Augmented Reality, in general, has never been something that has been of high interest to me over the last couple of years. I think this is most probably down to the idea that AR is early and that the technology is not yet powerful enough to create anything of use or yet to be widely adopted.
Recently, however, I have taken a dive into Apple’s ARKit framework. After watching the examples shown at WWDC last year and exploring some of the examples provided in their documentation I have become a lot more excited. I say excited because although what is on offer at the moment may not be completely stable, ARKit provides a lot of potential for the future and is only going to get better. Just the way ARKit relays and processes information was enough to keep me exploring the science behind it!
I have unfortunately found it difficult to find a resource that explains the essentials of ARKit.
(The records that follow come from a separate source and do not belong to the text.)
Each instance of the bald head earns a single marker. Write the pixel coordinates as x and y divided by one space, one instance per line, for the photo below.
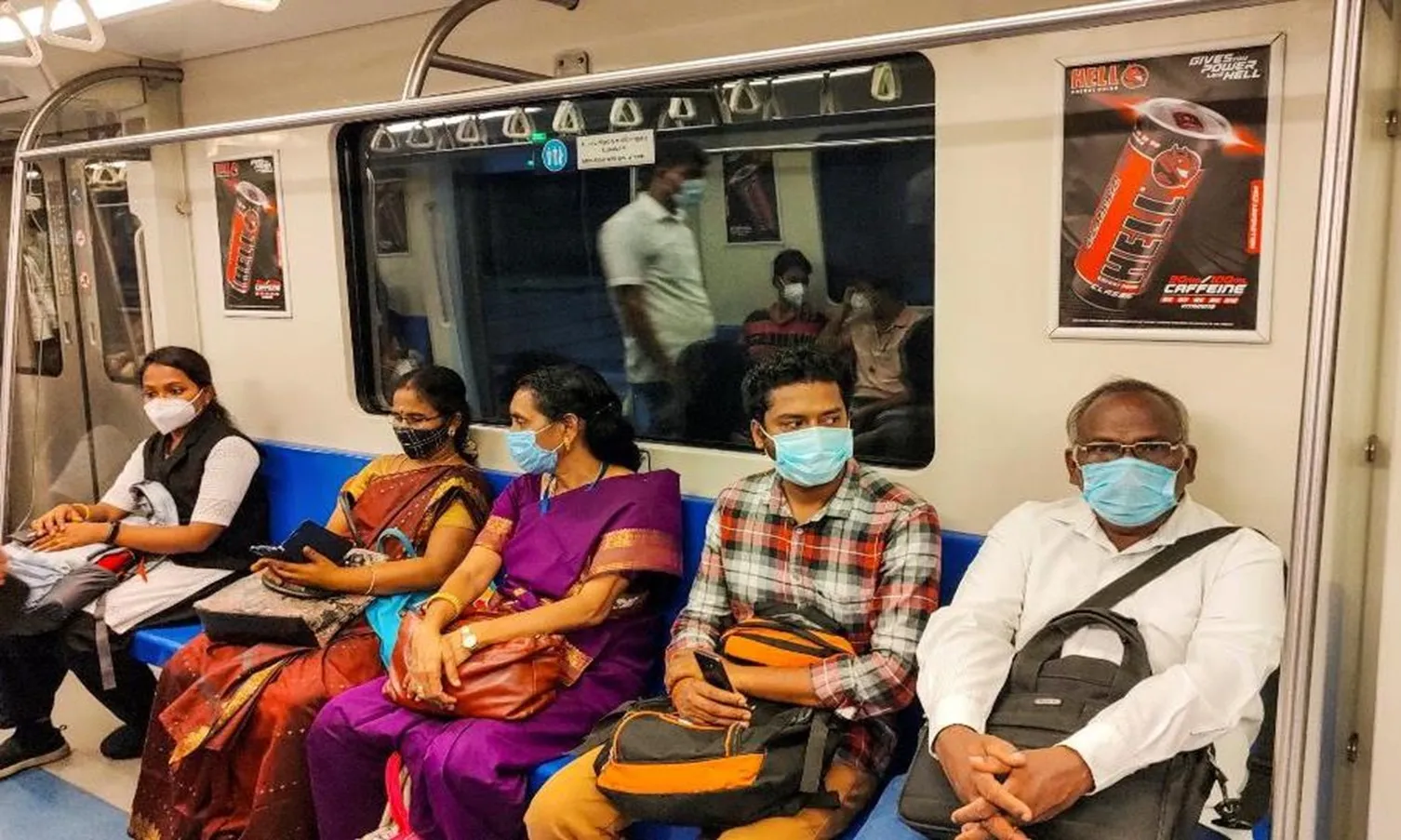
1128 409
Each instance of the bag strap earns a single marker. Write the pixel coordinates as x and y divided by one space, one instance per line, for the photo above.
1154 567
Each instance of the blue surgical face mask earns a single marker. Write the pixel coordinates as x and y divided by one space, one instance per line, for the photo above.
530 455
1128 492
691 192
811 457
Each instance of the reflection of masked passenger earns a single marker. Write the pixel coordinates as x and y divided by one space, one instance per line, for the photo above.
653 268
789 321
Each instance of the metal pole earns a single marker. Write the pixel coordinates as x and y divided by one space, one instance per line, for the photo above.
1315 426
13 262
431 52
737 66
484 69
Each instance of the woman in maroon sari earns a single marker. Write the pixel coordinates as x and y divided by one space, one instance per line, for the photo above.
224 754
581 545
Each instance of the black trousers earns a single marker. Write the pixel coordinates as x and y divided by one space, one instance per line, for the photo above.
33 668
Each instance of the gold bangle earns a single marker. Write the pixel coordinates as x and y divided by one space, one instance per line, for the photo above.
450 599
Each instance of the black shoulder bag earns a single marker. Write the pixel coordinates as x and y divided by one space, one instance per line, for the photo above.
1049 698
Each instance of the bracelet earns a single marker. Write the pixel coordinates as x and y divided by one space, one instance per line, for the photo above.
447 598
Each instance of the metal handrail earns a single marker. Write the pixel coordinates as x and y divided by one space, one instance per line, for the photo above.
1315 421
734 66
431 53
28 138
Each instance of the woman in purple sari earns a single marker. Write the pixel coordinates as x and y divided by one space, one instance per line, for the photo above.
580 545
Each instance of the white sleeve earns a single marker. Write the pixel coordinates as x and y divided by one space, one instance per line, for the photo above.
227 473
968 646
1236 645
133 473
625 263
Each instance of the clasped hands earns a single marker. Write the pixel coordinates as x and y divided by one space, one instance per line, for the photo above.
1005 789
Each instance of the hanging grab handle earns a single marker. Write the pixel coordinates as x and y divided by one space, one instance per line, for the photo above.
886 83
772 108
420 138
744 99
625 113
384 141
470 130
569 119
827 97
96 39
517 125
252 5
33 52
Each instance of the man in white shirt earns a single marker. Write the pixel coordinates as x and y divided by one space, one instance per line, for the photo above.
1213 624
653 268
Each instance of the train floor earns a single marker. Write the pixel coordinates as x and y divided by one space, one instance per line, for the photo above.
83 797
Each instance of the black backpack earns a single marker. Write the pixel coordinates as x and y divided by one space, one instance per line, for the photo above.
1048 698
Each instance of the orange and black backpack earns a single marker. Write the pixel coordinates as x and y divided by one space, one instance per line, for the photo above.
658 766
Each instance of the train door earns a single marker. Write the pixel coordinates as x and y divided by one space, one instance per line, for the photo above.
85 327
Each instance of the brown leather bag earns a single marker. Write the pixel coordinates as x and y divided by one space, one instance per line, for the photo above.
506 682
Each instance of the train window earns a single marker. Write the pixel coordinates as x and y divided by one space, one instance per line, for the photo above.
118 271
36 349
667 237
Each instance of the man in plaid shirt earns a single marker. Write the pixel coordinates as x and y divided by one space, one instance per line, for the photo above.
819 531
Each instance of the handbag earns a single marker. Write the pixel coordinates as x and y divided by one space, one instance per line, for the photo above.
248 612
507 682
658 766
1048 698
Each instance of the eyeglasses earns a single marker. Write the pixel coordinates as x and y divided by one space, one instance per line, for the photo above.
1160 452
412 419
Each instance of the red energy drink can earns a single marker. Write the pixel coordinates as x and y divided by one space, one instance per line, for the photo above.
244 233
1142 205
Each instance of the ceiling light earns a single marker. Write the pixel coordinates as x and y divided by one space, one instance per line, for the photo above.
68 16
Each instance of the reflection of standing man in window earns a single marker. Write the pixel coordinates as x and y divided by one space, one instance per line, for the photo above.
653 268
789 321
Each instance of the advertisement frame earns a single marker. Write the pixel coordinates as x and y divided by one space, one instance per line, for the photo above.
1274 129
280 235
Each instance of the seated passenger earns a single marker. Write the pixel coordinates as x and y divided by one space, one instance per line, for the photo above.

As always, the developer documentation is extremely informative but mainly through implementation, types, and methods, rather than providing palatable overviews.
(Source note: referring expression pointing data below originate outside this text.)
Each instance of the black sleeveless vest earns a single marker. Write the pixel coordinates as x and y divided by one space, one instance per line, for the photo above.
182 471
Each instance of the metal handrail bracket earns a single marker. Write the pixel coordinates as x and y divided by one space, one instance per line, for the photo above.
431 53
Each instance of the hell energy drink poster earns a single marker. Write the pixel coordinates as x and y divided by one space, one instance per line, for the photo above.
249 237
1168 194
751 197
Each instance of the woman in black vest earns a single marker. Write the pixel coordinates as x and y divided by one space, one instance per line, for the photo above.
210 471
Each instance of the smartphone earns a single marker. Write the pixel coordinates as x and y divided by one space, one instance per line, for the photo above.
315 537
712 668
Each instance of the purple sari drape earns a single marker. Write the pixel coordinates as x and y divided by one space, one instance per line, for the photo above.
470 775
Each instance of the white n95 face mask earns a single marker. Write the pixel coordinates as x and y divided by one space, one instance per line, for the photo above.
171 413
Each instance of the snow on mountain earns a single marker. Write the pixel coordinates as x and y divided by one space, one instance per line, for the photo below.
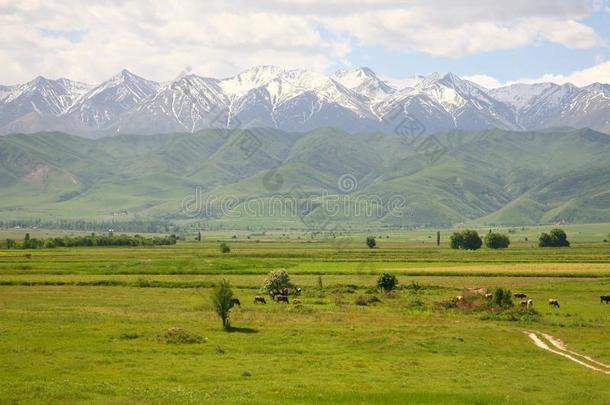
295 100
40 96
104 104
365 82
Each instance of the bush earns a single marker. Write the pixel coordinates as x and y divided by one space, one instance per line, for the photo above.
275 281
222 302
496 241
387 282
502 298
556 238
178 335
467 239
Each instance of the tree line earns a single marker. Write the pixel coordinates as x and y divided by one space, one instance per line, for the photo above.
89 240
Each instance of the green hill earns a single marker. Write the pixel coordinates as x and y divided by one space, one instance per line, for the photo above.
491 177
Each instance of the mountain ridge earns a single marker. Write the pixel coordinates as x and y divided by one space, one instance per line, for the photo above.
295 100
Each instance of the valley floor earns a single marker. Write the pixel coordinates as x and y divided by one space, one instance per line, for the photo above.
90 325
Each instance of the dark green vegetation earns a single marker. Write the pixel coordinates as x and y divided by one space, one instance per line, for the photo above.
90 240
222 302
495 240
387 282
491 177
371 242
135 325
467 239
555 238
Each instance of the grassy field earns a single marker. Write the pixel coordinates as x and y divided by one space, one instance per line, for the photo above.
89 324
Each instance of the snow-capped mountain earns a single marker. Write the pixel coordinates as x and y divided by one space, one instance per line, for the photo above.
295 100
103 105
40 97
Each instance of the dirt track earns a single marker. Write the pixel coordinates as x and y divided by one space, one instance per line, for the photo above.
554 345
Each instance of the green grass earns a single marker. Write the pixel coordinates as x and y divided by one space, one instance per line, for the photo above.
88 325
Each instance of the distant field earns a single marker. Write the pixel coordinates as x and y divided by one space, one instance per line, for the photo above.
88 324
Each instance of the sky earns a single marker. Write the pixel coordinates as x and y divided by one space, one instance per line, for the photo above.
490 42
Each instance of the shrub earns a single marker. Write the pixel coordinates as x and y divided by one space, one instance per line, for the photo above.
556 238
502 298
222 302
178 335
276 280
387 282
467 239
496 241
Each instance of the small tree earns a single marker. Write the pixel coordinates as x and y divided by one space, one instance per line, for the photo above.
502 298
222 301
556 238
496 241
276 281
456 241
387 282
467 239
This story is split into the three main components of ARKit: scene understanding, world tracking, and scene rendering and aims to provide a high level over view rather than a working tutorial.
Breaking things down
ARKit can be split into 3 distinct parts:
2. Scene Understanding
3. Scene Rendering
Each component directly compliments one another ultimately to display 2D or 3D virtual content for the user to see and interact with.
How to track the world
ARKit uses a term called visual-intertidal odometry which in essence estimates the translation (motion) and orientation of the device’s camera, in relation to its starting position in reality.
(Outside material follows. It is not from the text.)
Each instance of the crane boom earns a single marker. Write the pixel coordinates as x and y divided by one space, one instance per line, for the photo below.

In simple terms, the device tracks where it is in the world in relation to features in its surrounding environment, such as a corner of a table. The more features it can see, the better the tracking and positioning of virtual content.
World Tracking makes use of Scene Understanding which ultimately generates a 3D coordinate system from the device. But before this coordinate system is established, lets talk about feature points.
ARKit automatically detects features from the scene produced by the device’s camera and tracks those features across multiple frames. As the user moves and more features are detected, information such as the camera’s position relevant to the features are collected. The more features that are detected, the higher the accuracy.
The yellow dots displayed on the image show the feature points being tracked. Notice how these features are the differences in the wood grain. The more of these differences in the camera’s scene the more feature points there will be for ARKit to recognise.
The information relayed back about the planes includes a node and an anchor. The node is a SceneKit node that ARKit has created and holds some information in its properties such as its orientation and position. The anchor provides further information such as the extent (estimated width + height) as well as the centre of the plane.
Just to clarify, a node is essentially a coordinate point on a 2D axis and suggests where this plane actually is on the 2D axis of the device’s display.
So, how does ARKit actually position virtual content?
Well at this point we have a 2D point that the plane has given us. This 2D point can be used to display the content on the screen of the device but what about the distance from the device?
Introducing Hit Testing. Imagine a hit test as a ray that the device fires out from the 2D point given to us above. The intersection of the said ray and the plane detected from earlier provides the 3D coordinate point. We now have a coordinate of (x: red, y: green, z: blue) where virtual content can be placed 🎊.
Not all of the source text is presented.